The face shield, visor, and neck roll are all removable to allow as much customization as possible without going fully modular. All in all, Arai Quantum-X is a great helmet that provides enough protection for most amateur to semi-pro motorcycle racing needs without breaking the bank.
Choosing the Right Motorcycle Racing Helmet
If you’re absolutely new to the world of motorcycle racing, you may be confused by the variety of helmets available and all the different ratings for them. That’s why we’re going to quickly explain what makes up a good motorcycle racing helmet and what ratings you need to focus on.
First of all, you need to have a clear understanding of your racing preferences. Depending on the track type and average race duration, your suitable helmet may be made from a different material and have different features. Generally, motorcycle racing helmets vary by four parameters, namely ventilation, internal lining, face shield material, and field of vision.
If you’re going to be racing for extended periods of time, you need a helmet with a special system to supply you fresh air while you’re wearing it.
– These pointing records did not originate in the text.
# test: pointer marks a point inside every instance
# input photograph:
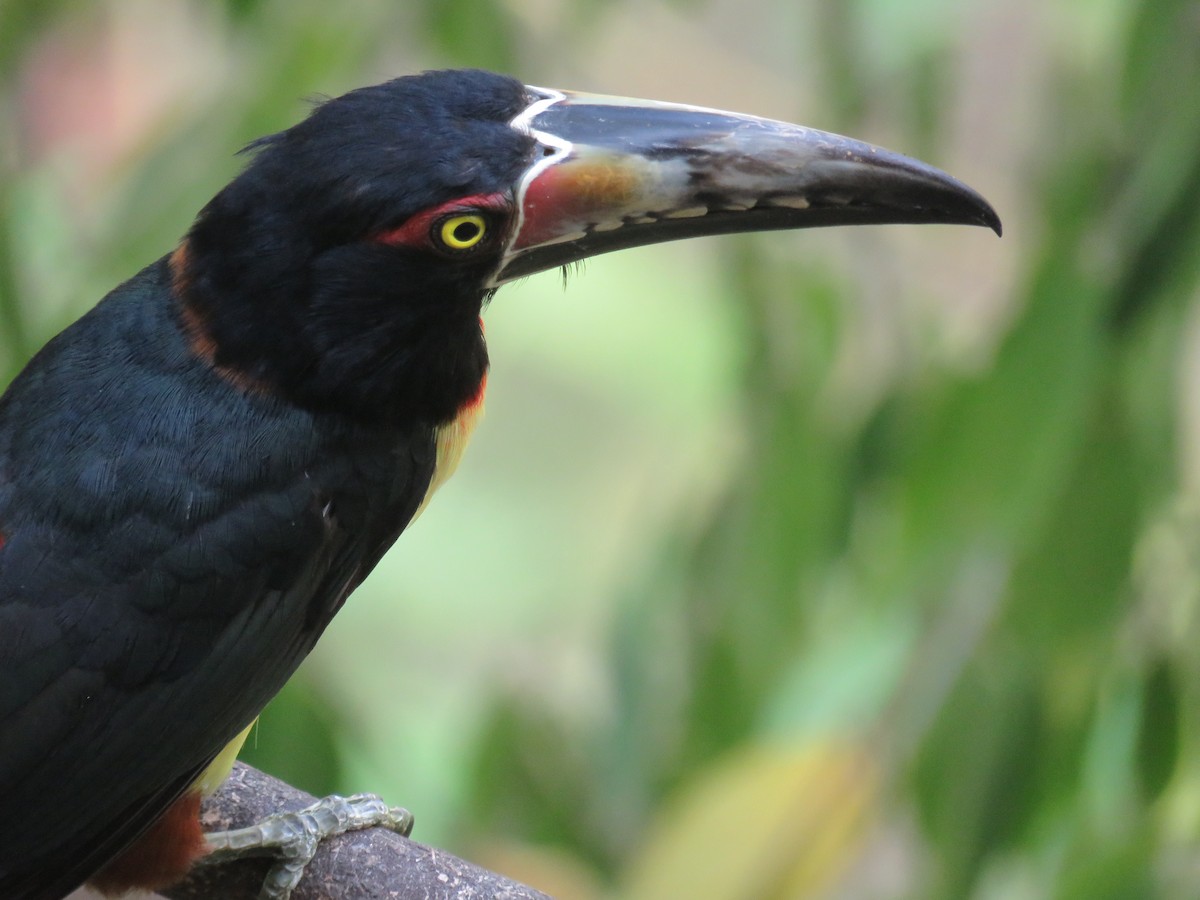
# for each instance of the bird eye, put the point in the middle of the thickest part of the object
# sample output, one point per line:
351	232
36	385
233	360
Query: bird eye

Depending on the safety requirements for your preferred race types, you might not need to get a helmet with fire-retardant inner liners, but we still recommend that you do because it is better to account for anything that might go wrong on the track.
Motorcycle racing helmets usually have a very wide field of vision, so make sure that your chosen model is not restricting your vision in any significant way. Finally, the face shields used in most helmets are made from polycarbonate anyway, but if you find one that’s using a different material, you may want to consider one with a polycarbonate shield instead.
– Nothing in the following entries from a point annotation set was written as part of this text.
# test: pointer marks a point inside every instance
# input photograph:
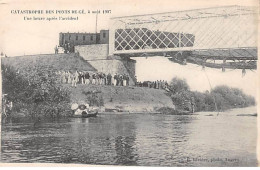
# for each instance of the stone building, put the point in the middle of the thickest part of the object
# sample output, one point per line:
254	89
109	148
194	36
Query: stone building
84	38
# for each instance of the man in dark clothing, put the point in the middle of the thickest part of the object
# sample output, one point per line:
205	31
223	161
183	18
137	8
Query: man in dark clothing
87	78
109	78
127	80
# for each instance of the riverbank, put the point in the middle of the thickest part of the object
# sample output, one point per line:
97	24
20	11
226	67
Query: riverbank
123	99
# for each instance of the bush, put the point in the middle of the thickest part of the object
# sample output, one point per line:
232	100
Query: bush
220	98
35	91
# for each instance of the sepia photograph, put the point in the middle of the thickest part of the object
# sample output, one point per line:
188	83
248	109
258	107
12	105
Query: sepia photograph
129	83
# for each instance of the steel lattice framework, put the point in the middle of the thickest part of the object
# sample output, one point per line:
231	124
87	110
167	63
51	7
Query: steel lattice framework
222	33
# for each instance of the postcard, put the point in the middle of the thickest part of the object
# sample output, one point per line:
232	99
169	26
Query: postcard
129	83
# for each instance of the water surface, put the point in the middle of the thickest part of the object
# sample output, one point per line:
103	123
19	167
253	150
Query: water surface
134	139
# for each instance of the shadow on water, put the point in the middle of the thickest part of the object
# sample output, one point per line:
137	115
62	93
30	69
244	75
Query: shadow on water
139	139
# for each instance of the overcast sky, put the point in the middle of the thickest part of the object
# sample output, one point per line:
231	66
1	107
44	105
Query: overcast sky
20	37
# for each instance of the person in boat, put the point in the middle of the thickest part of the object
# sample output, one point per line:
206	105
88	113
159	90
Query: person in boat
86	78
109	79
124	80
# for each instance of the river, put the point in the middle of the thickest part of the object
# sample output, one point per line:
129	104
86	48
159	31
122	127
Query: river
134	139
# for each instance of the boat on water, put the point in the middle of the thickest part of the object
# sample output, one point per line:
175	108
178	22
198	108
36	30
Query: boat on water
83	111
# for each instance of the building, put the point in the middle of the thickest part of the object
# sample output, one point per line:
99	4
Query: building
75	39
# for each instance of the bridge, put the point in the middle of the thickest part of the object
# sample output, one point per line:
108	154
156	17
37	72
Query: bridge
220	37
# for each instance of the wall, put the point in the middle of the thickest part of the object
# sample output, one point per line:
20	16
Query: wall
93	52
90	38
104	37
84	38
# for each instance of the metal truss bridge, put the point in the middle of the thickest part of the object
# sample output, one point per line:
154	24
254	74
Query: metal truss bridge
220	37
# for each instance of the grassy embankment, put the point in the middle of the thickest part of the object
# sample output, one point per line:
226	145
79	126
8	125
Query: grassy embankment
132	99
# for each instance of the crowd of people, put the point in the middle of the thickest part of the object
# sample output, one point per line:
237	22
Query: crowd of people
99	78
85	77
159	84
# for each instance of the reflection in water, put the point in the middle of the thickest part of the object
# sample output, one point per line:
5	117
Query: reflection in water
134	139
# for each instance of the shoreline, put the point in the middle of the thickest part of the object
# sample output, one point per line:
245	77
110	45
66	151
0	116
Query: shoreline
180	113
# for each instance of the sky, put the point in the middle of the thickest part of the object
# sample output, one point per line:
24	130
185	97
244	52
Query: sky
23	37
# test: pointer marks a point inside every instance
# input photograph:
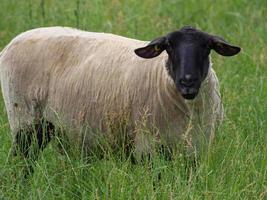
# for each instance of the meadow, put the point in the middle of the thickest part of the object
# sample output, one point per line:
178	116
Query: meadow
234	167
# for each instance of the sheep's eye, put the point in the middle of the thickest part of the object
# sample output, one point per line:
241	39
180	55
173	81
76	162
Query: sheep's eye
157	48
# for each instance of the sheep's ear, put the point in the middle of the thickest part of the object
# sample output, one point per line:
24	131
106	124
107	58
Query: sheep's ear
222	47
153	49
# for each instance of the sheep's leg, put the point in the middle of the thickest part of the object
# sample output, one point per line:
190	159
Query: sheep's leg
31	140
Last but not least, you need to have a helmet with a good fit; otherwise, it won’t be able to provide you with maximum protection. Since your helmet is going to wear in, you need to choose one that sits as tight as possible at first. If the helmet can be easily moved around your head or even removed with minimal impact, it’s too large for you, and it won’t be safe to race wearing it.
Motorcycle Racing Helmet Ratings
If you want to compete in motorcycle races organized by official organizations or even professional ones, you’ll need to pay attention to their safety requirements and get suitable gear. Motorcycle helmets are rated by the Snell Memorial Foundation, and they release new ratings once every five years. Most events will still allow the use of helmets from the previous rating year, but we recommend you focus on the latest recommended models as they are the most advanced and safest ones.
The Snell ratings are usually designated by one or two letters and their release year. The SA rated helmets are professional-grade protective gear that is suitable for auto races and offers maximum protection for the wearer. M rated helmets are the most common choice for motorcycle racing because they are specifically designed for that purpose. They offer a wider field of vision than SA helmets, but the price for that is an overall lower level of protection. K rated helmets are designed for karting and offer high levels of impact protection (similar or comparable to SA helmets), but aren’t as fire-retardant as the SA ones.
If you’re just starting out, we recommend you go for an M rated helmet because they are the most versatile type, and they offer very good protection. However, if you want to participate in specialized events such as kart racing or auto racing, you’ll have to get a respectively rated helmet.